PostgreSQL: Automated Partitions using pgPartman

Karun Agarwal
3 min readAug 30, 2023

--

Hey everyone, in this post we’ll see how to use pg_partman to automatically create partitions:

Let’s consider a scenario where in we have an events table which contains some information with the timestamp:

Before we jump on to create partitioned table, let’s actually create a normal table and see how is the query time,

CREATE TABLE events (
id bigserial,
created_at timestamptz
);

Let’s insert 10 Crore records into this table (Took around 4 minutes on my system)

INSERT INTO 
events (id, created_at)
VALUES
(
generate_series(1, 100000000),
timestamptz '2023-08-01 00:00:00 UTC' + random() * INTERVAL '31 days'
)

Now let’s see how much time does it take to query count of events logged on a particular day,

EXPLAIN ANALYZE
SELECT count(*)
FROM events
WHERE
created_at >= '2023-08-05 00:00:00'
AND
created_at < '2023-08-06 00:00:00';

Execution Time: 6271.237 ms

Now, let’s create an index and see how much improvement we get on same query,

CREATE INDEX events_created_at_idx ON events (created_at);

Execution Time: 1068.649 ms

Now, let’s see the performance on the table partitioned by created_at, each partition holding data for a day

CREATE TABLE events_v2 (
id bigserial,
created_at timestamptz
) PARTITION BY RANGE(created_at);

SELECT
partman.create_parent('public.events_v2', 'created_at', 'native', 'daily');

Now, let’s copy the data of events table to events_v2 table

INSERT INTO events_v2
SELECT * FROM events;

If we see the description of table now, we will find that there are total 10 partitions, 9 based on range and 1 default partition,

\d+ events_v2;

Now, let’s run partition_data_proc to move data out of the default to their respective partitions as per predefined partition definition

CALL partman.partition_data_proc('public.events_v2');

Now, we will run VACUUM ANALYZE so as to clean up dead rows and refresh the statistics used by the query planner.
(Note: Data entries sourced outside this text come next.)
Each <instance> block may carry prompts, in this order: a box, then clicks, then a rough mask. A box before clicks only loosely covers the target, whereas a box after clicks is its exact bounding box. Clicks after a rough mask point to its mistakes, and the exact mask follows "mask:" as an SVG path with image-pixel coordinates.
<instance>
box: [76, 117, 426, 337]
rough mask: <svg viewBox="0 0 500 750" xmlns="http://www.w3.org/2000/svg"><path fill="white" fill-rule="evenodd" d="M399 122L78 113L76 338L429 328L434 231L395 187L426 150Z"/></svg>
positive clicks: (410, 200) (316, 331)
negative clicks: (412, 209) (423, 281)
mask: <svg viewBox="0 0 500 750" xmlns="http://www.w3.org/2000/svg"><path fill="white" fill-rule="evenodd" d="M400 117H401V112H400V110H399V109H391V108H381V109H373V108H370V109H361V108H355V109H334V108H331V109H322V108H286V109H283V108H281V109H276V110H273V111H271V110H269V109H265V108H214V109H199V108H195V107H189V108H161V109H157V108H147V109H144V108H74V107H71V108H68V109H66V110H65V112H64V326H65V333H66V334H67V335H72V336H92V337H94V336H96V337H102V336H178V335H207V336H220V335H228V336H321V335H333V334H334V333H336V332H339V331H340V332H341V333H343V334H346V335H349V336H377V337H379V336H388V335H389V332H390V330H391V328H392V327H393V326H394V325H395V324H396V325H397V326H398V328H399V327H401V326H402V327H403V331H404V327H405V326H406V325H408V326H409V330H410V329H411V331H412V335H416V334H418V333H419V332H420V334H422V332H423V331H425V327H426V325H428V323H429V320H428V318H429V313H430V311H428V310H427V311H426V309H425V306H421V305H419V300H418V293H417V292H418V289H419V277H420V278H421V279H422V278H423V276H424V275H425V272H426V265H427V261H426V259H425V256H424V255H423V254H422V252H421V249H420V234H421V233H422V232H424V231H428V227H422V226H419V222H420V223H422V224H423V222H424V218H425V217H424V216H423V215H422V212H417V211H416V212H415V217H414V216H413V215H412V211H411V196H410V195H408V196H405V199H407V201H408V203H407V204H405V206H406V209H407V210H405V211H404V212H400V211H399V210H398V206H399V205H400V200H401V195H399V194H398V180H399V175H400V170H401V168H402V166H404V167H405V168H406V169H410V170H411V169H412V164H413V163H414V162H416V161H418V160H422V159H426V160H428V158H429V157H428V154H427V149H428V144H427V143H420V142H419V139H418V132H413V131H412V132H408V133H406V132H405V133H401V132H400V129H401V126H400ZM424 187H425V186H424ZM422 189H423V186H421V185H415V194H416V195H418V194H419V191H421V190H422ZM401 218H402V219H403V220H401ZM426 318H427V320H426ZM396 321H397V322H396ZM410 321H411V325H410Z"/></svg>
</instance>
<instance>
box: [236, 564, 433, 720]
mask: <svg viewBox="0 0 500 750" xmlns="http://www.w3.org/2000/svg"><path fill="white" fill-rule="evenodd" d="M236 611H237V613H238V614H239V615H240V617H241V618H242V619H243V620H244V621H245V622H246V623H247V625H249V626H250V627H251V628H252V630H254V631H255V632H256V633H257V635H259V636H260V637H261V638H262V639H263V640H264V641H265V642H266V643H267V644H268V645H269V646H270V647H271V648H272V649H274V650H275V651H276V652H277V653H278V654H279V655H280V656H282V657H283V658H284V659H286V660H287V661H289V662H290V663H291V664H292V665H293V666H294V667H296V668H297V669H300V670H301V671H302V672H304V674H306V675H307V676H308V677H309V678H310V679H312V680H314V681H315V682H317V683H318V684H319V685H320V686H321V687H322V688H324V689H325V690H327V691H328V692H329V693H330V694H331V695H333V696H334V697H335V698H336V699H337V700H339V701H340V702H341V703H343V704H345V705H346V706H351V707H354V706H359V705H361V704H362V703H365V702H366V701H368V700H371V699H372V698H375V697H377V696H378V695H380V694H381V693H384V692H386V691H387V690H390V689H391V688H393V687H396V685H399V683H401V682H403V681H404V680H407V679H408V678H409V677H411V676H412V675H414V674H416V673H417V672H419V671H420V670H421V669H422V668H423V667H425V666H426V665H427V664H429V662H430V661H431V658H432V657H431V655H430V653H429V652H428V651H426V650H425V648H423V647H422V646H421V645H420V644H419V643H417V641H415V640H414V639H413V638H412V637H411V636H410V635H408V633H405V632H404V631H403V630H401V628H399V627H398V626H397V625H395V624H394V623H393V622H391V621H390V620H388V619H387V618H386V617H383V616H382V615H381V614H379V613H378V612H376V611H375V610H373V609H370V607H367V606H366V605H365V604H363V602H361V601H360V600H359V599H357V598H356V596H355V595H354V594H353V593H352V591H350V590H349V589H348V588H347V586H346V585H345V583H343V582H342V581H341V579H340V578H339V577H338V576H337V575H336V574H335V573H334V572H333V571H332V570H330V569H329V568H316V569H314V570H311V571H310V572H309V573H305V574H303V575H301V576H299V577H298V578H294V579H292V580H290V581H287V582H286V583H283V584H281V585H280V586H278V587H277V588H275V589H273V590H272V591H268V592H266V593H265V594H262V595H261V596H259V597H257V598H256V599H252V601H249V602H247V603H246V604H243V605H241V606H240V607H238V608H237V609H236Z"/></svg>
Now, let’s see the performance of same query as we did for non-partitioned table

EXPLAIN ANALYZE
SELECT count(*)
FROM events_v2
WHERE
created_at >= '2023-08-05 00:00:00'
AND
created_at < '2023-08-06 00:00:00';

Execution Time: 946.281 ms

You might be thinking no worth creating partitions as we are still getting same performance as we were getting in case of non-partitioned indexed table, but there’s a catch

Let’s now create index in case of partitioned table as well and see the performace improvements

CREATE INDEX events_v2_created_at_idx ON events_v2 (created_at)

We still see the same performance than what’s the catch?

Now, let’s actually set 48M memory limit to container and see how it changes the performance scenarios

Above illustration clearly reflects how a partitioned table outperforms a non-partitioned table in a memory constraint enviroment which is generally the case in real production systems where we might have billions of rows and limited memory.

--

--